More than 70 St. Louis area residents and environmentalists gathered in front of the St. Louis County Administrative Building on Tuesday to protest a proposal to build a 250,000-square-foot ice recreation complex in Creve Coeur Lake Memorial Park.
Holding signs that included pictures of local birds pasted on paper plates, local residents said they are concerned that the St. Louis Ice Center project could dramatically alter the appearance of the park. Environmentalists also fear that the facility of three indoor rinks and one outdoor rink could increase flooding. The site is on a floodplain that has experienced a couple of major floods in the last two years.
"We're not opposed to [the ice center]," said Kat Dockery, executive director of the Open Space Council for the St. Louis region. "We think it could be really great at the Mills Mall or at Jamestown Mall or anywhere else that needs redevelopment. But don't take our public parkland, the place where we go to recreate, the place we go for peace and quiet. Leave that for the people."
While the ice complex would take up a small percentage of the park's more than 2,100 acres, residents said the change would be felt throughout the entire space.
"I think the worst part of putting a multi-story building there it's really flat," said Becky Yeater, of Maryland Heights. "It's going to be visible from pretty much everything."
The St. Louis Economic Development Partnership and the St. Louis Legacy Ice Foundation are behind the proposed ice recreation facility, which could cost more than $50 million and would serve as the new practice space for the St. Louis Blues.

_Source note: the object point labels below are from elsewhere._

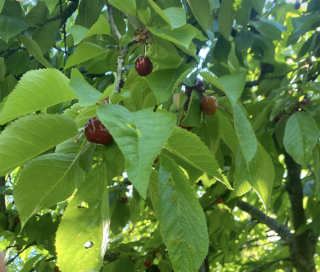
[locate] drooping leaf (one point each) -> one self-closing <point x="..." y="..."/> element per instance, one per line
<point x="34" y="49"/>
<point x="45" y="181"/>
<point x="127" y="6"/>
<point x="83" y="232"/>
<point x="163" y="82"/>
<point x="197" y="154"/>
<point x="182" y="221"/>
<point x="300" y="137"/>
<point x="245" y="133"/>
<point x="30" y="136"/>
<point x="36" y="90"/>
<point x="140" y="136"/>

"I don't think that [the ice center] will dramatically alter [the park] at all. I think it's a real enhancement to the park," said Sheila Sweeney, chief executive officer of the St. Louis Economic Development Partnership.
Sweeney added that Great Rivers Greenway is adding a trail to the park and work is being done to improve storm water drainage. A draft environmental assessment of the proposed facility was released in June.

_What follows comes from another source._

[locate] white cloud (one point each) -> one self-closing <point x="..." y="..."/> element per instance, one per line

The county recently began grading the site, which drew criticism from local environmentalists who say that grading shouldn't be allowed until the site has been approved for development. The National Park Service has to approve the St. Louis County's request to build the ice complex, since the agency's Land and Water Conservation Fund restricts use of Creve Coeur Lake Park to conservation and public recreation.
Charvonne Long, who grew up playing in Creve Coeur Lake Park, said she would be disappointed to see the project built in an area that she hopes to someday bring her children.
"Putting an ice rink where it doesn't make any sense, you're pushing families out and you're making them venture out further to experience something so natural and something so beautiful," she said.